Il confronto con l’Ue
Se le differenze non sono significative tra uomini e donne, né tra adulti e minori, lo sono invece quelle tra coloro che presentano, per motivi di salute, limitazioni nelle attività abituali (2,4%) e coloro che non hanno alcuna limitazione (1%). Tornando al confronto con i paesi Ue, e considerando l’indicatore europeo di grave deprivazione materiale e sociale, quest’ultimo mostra un lieve miglioramento tra il 2023 e il 2024 (dal 6,8% al 6,4%).
I pasti proteici
Una tendenza analoga, sebbene più marcata, si riscontra anche per l’indicatore sul pasto proteico, che dal 9,5% del 2023 scende all’8,5% del 2024. In Italia, a fronte di una sostanziale stabilità della grave deprivazione materiale e sociale (4,6%, era 4,7% nel 2023), la quota di popolazione che non può permettersi un pasto proteico è in aumento, passando dall’8,4 % del 2023 al 9,9% nel 2024 (quasi una persona su 10). Le percentuali più alte si osservano in Bulgaria (18,7%), Slovacchia (17,1%) e Romania (16,3%). L’Italia si posiziona al 19esimo posto (9,9%), prima della Germania (11,2%) e della Francia (10,2%).

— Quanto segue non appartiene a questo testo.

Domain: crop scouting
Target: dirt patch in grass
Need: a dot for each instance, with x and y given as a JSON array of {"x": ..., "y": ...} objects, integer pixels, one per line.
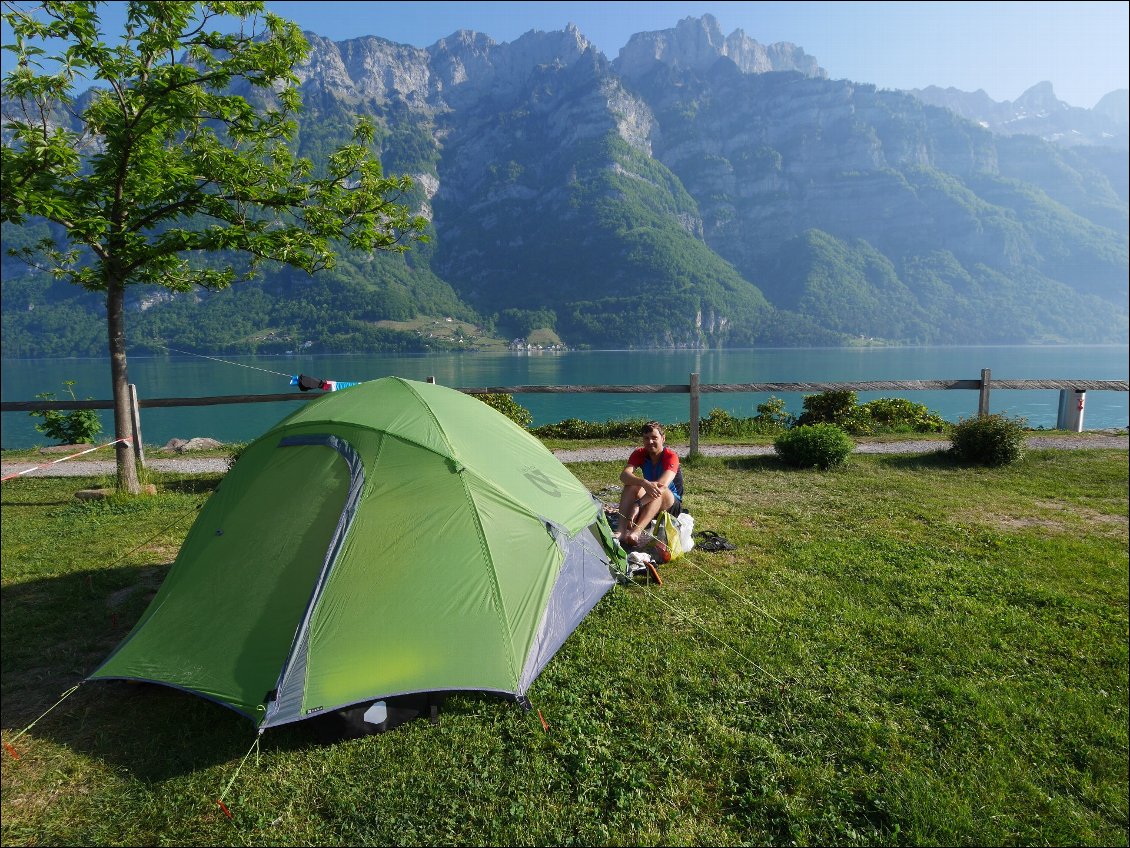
[{"x": 1066, "y": 519}]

Le dichiarazioni di Emanuela Droghei
Sul tema della insicurezza alimentare in Italia, Emanuela Droghei, consigliere regionale del Lazio spiega a L’identità: “Il Programma nazionale inclusione 2021–2027 si limita a prevedere la distribuzione gratuita di beni di prima necessità, senza affrontare le cause strutturali del fenomeno. Per questo è necessario l’approccio emergenziale a favore di una strategia integrata, che includa strumenti di monitoraggio più efficaci, il riconoscimento della mensa scolastica come servizio pubblico essenziale e un ruolo più incisivo degli enti locali per contrastare il fenomeno. Serve una governance partecipata, coinvolgimento attivo delle comunità. Per questo – conclude l’esponente dem -, è fondamentale rafforzare l’integrazione tra politiche nazionali e azione territoriale: le politiche pubbliche devono inserirsi in modo coerente nei contesti locali, attraverso un coinvolgimento più significativo nella definizione di strategie e allocazione delle risorse”.